Развод начался ещё до суда.
Не на бумаге. В теле.
В привычках.
В том, как ты вдруг понимаешь, что больше не знаешь, куда ставить кружку утром. Что никто не покупает твою зубную пасту автоматически. Что ребёнок не прибежит вечером показать дурацкую аппликацию. Что старший сын не хлопнет дверцей холодильника так, будто лично тебе мстит за все проблемы человечества. Что собака не влезет на полкровати, сделав вид, будто весит двадцать килограммов, а не семьдесят.
С Лизой было тихо.
Слишком тихо.
Она старалась. Я это видел. Готовила, хотя её мутило от запахов. Искала кроватку в интернете. Говорила о ребёнке. Спрашивала, какие обои лучше в уголок для малыша, хотя уголком была половина комнаты. Пыталась строить из будущего хоть какую-то мебель.

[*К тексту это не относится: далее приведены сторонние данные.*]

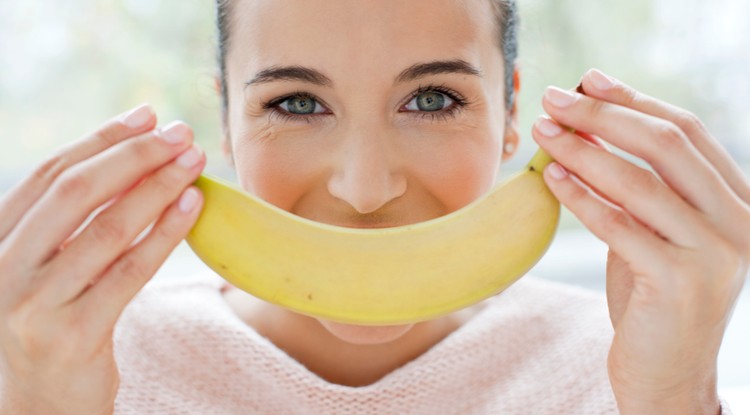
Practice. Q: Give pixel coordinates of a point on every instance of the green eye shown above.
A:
(429, 101)
(300, 105)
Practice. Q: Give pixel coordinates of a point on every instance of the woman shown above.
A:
(374, 114)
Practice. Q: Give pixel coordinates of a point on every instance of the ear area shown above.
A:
(512, 138)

А я всё время жил как человек, которого выдернули из контекста. Здесь даже тишина была другой. У Веры тишины вообще не существовало. Там всегда кто-то хлопал дверью, требовал хлеба, искал носки, спорил, смеялся, ругался на Арчи, ронял ложку, включал воду, забывал выключить свет. Жизнь орала на всех частотах. А здесь каждое движение было слышно.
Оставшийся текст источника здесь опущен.